In this notebook, you will learn how to define the forward method for vanilla RNNs and GRUs. Additionally, you will see how to define and use the function `scan` to compute forward propagation for RNNs.


In [1]:
import numpy as np
from numpy import random

An implementation of the `sigmoid` function is provided below so you can use it in this notebook.

In [2]:
def sigmoid(x): # Sigmoid function
    return 1.0 / (1.0 + np.exp(-x))

# Part 1: Forward method for vanilla RNNs and GRUs

In this part of the notebook, you'll see the implementation of the forward method for a vanilla RNN and you'll implement that same method for a GRU. For this excersice you'll use a set of random weights and variables with the following dimensions:

- Embedding size (`emb`) : 128
- Hidden state size (`h_dim`) : (16,1)

The weights `w_` and biases `b_` are initialized with dimensions (`h_dim`, `emb + h_dim`) and (`h_dim`, 1).
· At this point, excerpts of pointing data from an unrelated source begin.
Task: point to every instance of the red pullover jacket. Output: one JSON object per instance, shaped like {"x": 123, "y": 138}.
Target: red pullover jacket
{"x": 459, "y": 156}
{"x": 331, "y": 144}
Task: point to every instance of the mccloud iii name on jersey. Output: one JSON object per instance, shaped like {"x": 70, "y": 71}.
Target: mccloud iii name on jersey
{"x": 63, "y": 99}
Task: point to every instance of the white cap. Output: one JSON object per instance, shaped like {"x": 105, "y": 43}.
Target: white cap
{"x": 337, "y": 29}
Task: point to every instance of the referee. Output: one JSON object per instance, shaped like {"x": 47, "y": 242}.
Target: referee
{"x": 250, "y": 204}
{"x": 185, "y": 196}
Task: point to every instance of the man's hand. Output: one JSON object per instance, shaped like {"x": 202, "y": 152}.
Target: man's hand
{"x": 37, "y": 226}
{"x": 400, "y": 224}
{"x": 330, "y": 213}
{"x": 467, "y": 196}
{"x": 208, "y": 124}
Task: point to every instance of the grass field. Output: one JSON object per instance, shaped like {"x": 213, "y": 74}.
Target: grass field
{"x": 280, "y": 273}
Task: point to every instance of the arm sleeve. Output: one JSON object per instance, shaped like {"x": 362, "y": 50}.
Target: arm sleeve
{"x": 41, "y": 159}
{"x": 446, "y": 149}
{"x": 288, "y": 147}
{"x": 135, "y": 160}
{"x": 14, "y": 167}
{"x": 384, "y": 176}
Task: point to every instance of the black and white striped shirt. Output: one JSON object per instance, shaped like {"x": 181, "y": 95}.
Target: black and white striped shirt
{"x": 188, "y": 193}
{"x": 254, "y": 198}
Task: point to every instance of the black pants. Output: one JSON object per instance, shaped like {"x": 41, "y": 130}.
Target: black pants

We expect the hidden state `h_t` to be a column vector with size (`h_dim`,1) and the initial hidden state `h_0` is a vector of zeros.

In [4]:
random.seed(10)
emb = 128 #el tamaño de los embedings
h_dim = 16 #Dimensión de los estados ocultos
T = 256 # Numero de variables en la secuencia

h_0 = np.zeros((h_dim,1))

#Inicializar los pesos y los bias 

W1 = random.standard_normal((h_dim, emb + h_dim))
W2 = random.standard_normal((h_dim, emb + h_dim))
W3 = random.standard_normal((h_dim, emb + h_dim))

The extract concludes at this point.